What does the president do when the facts come out? According to Jonathan Schell, writing in The Nation, Bush engages in
monotonous repetition of the falsehood in the face of manifest evidence to the contrary and then a redefinition of words (…confounding actual weapons of mass destruction with mere “programs” for building them), and throughout a tireless insistence that they [the president and his associates] were right, detached alike from information and the meaning of words. [The president] seems to believe that truth consists not of correspondence of word with fact but of an implacable consistency armed with self-righteousness.
Self righteous people are not easy to deal with in private life. They become downright dangerous when associated with the power and inherent prestige of the presidency. It is truly depressing that so many people seem to see Bush’s rigidity as strength and toughness.
Then there is the president’s smarmy, unctuous, religiosity, his suggestion that he speaks directly with god and that god speaks through him. Any president who drags god into politics is asking for trouble for himself, for the country and for god herself. We need to keep the two separate. George Bush has been responsible for some pretty unChristlike actions since he took office. There is no reason to doubt him when he says that religion helped him get his alcoholism under control. But beyond that, it is more important to see how he walks the walk rather than how he talks the talk. “Drag God into politics, the irrepressible Molly Ivins wrote recently, and you “ruin his reputation in no time. ..I have seen too many Psalm-singing, Bible-quoting Holy Joe hypocrites to think these frauds improve the tone of our public life. Getting snookered by some canting humbug is even more depressing than getting snookered by a plain old crook.”
Then there are his policies, which reward the rich and punish the poor. (You know that George W. really meant it when he told a group of wealthy supporters that they were (and are) his “base.”) Of course they are.
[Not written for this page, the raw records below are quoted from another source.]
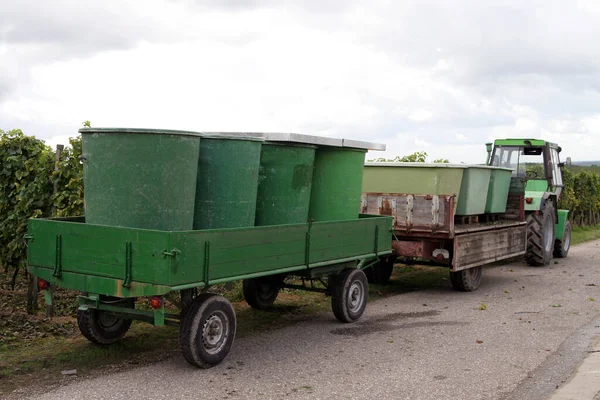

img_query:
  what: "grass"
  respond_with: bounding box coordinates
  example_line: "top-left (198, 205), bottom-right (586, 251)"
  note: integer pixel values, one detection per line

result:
top-left (0, 265), bottom-right (448, 397)
top-left (571, 224), bottom-right (600, 245)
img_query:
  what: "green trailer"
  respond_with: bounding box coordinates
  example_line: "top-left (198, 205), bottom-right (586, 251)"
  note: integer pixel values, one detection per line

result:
top-left (27, 129), bottom-right (391, 368)
top-left (27, 215), bottom-right (392, 368)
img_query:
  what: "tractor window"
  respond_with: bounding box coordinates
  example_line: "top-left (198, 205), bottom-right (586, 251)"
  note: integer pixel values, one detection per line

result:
top-left (551, 148), bottom-right (563, 186)
top-left (492, 146), bottom-right (546, 178)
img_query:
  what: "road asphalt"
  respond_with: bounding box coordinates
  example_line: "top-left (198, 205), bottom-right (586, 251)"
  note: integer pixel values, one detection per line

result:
top-left (11, 240), bottom-right (600, 400)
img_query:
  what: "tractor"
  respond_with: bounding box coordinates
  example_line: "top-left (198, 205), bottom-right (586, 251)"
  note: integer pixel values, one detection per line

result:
top-left (487, 139), bottom-right (571, 266)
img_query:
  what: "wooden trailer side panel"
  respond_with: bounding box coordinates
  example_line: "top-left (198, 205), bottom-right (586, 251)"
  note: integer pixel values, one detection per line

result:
top-left (452, 224), bottom-right (527, 271)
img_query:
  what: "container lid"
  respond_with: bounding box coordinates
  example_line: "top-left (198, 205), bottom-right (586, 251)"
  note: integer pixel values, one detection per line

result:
top-left (263, 140), bottom-right (317, 149)
top-left (364, 162), bottom-right (469, 169)
top-left (200, 133), bottom-right (264, 142)
top-left (205, 132), bottom-right (385, 151)
top-left (79, 127), bottom-right (202, 138)
top-left (342, 139), bottom-right (386, 151)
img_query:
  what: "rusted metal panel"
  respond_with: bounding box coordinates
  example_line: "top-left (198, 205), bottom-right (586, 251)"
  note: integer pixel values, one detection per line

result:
top-left (392, 240), bottom-right (441, 260)
top-left (361, 192), bottom-right (455, 238)
top-left (452, 223), bottom-right (527, 271)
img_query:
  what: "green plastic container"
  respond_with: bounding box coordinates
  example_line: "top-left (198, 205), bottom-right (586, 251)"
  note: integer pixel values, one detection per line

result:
top-left (255, 142), bottom-right (316, 226)
top-left (309, 147), bottom-right (367, 221)
top-left (455, 166), bottom-right (493, 216)
top-left (194, 135), bottom-right (263, 229)
top-left (485, 167), bottom-right (513, 213)
top-left (362, 163), bottom-right (467, 195)
top-left (80, 128), bottom-right (201, 230)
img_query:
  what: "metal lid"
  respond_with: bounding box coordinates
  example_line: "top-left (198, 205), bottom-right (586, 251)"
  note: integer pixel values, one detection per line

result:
top-left (200, 133), bottom-right (264, 142)
top-left (79, 127), bottom-right (202, 138)
top-left (364, 162), bottom-right (469, 168)
top-left (205, 132), bottom-right (385, 150)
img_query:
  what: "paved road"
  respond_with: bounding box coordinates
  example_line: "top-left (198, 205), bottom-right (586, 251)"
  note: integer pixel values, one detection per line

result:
top-left (20, 241), bottom-right (600, 400)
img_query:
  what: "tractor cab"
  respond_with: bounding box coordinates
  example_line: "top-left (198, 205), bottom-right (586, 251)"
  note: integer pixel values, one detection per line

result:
top-left (487, 139), bottom-right (564, 211)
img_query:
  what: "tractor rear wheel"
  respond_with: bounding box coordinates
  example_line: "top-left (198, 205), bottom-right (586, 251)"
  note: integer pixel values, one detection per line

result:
top-left (525, 202), bottom-right (555, 266)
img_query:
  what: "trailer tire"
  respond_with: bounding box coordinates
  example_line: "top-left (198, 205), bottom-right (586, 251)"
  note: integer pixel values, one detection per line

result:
top-left (526, 203), bottom-right (555, 266)
top-left (77, 297), bottom-right (134, 345)
top-left (554, 220), bottom-right (571, 258)
top-left (331, 269), bottom-right (368, 323)
top-left (242, 276), bottom-right (281, 309)
top-left (364, 256), bottom-right (395, 284)
top-left (180, 293), bottom-right (236, 368)
top-left (449, 266), bottom-right (483, 292)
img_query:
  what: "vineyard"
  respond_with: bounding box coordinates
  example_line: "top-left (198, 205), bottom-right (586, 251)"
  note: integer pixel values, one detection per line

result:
top-left (0, 129), bottom-right (599, 285)
top-left (0, 129), bottom-right (84, 287)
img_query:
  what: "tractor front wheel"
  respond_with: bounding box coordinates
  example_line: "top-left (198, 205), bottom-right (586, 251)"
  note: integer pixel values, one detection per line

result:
top-left (525, 203), bottom-right (556, 266)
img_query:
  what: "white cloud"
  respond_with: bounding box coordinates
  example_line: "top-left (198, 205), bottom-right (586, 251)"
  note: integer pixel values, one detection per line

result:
top-left (1, 0), bottom-right (600, 162)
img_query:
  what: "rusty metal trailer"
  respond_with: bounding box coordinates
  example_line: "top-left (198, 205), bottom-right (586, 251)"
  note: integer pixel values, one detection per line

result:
top-left (361, 190), bottom-right (527, 290)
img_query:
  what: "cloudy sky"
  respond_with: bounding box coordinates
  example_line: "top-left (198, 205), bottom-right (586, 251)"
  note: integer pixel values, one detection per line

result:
top-left (2, 0), bottom-right (599, 162)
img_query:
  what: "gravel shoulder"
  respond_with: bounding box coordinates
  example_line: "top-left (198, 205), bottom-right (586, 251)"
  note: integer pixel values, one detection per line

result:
top-left (11, 240), bottom-right (600, 400)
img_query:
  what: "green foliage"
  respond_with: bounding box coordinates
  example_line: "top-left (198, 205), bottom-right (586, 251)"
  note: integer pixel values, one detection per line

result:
top-left (0, 130), bottom-right (54, 276)
top-left (559, 168), bottom-right (600, 226)
top-left (370, 151), bottom-right (448, 163)
top-left (51, 137), bottom-right (84, 217)
top-left (0, 130), bottom-right (84, 283)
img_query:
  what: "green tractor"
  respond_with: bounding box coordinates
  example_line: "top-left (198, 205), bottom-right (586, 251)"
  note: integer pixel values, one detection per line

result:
top-left (487, 139), bottom-right (571, 266)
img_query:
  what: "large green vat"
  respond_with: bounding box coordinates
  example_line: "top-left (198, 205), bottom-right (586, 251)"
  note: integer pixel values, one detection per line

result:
top-left (485, 167), bottom-right (513, 213)
top-left (80, 128), bottom-right (201, 230)
top-left (362, 163), bottom-right (467, 195)
top-left (455, 166), bottom-right (493, 216)
top-left (193, 135), bottom-right (263, 229)
top-left (309, 147), bottom-right (367, 221)
top-left (255, 142), bottom-right (316, 226)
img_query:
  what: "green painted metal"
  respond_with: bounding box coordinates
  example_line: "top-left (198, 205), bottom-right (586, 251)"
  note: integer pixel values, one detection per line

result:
top-left (525, 180), bottom-right (550, 192)
top-left (27, 215), bottom-right (393, 298)
top-left (493, 138), bottom-right (547, 147)
top-left (80, 128), bottom-right (201, 231)
top-left (455, 166), bottom-right (492, 216)
top-left (556, 209), bottom-right (569, 240)
top-left (309, 147), bottom-right (367, 221)
top-left (485, 167), bottom-right (513, 213)
top-left (524, 180), bottom-right (550, 211)
top-left (362, 163), bottom-right (467, 196)
top-left (255, 142), bottom-right (316, 226)
top-left (194, 135), bottom-right (263, 229)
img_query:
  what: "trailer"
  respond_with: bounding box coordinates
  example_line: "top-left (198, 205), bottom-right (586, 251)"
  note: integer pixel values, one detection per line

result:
top-left (361, 163), bottom-right (528, 290)
top-left (27, 214), bottom-right (392, 367)
top-left (27, 128), bottom-right (392, 368)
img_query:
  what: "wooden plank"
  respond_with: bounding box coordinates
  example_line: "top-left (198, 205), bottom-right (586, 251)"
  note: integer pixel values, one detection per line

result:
top-left (453, 225), bottom-right (527, 271)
That’s why he was selected for the presidency by his “base” and provided with hundreds of millions of dollars in campaign support, despite his manifest deficiencies in intelligence and judgment. After his massive tax cuts to wealthy taxpayers, and his innumerable favors to his corporate sponsors, his administration has slashed support for vulnerable groups in our society—programs such as housing assistance, child care, veteran’s assistance, Head Start, vocational education, temporary assistance for needy families –even as he purports to be a “compassionate conservative.”
The thing that makes all this so offensive, is not the policies themselves so much but the deep lack of empathy for ordinary, struggling Americans that his policies represent. His refusal to acknowledge the high cost in human lives and physical destruction of his war policies, his attempts to distance himself from the human costs of the Iraq war and of his social and economic policies, suggest that this is an empty, callous man, interested in power but not in people.
Remember that Bush is an American aristocrat, despite his efforts to paint himself as a Texas cowboy. Yet something seems to be missing from his moral makeup that is often present among such people, and that is a sense of commitment to the well being of the larger society and of weaker, less fortunate people, some quality of empathy that was present in Franklin D. Roosevelt and even in the entire Rockefeller clan (As Kevin Phillips’s study of the Bushes entitled American Dynasty reveals, the Bushes as a family have seemed much more interesting in grasping than in giving.)
Perhaps hate is not quite the right word; perhaps its not good to hate anyone or anything. Perhaps we Bush-haters, too, should be tolerant of human frailty, and assume that Bush is not a bad person but merely mistaken. But there comes a time when dislike, disgust, disfavor, detestation, etc., are inadequate. Perhaps hatred is all that’s left.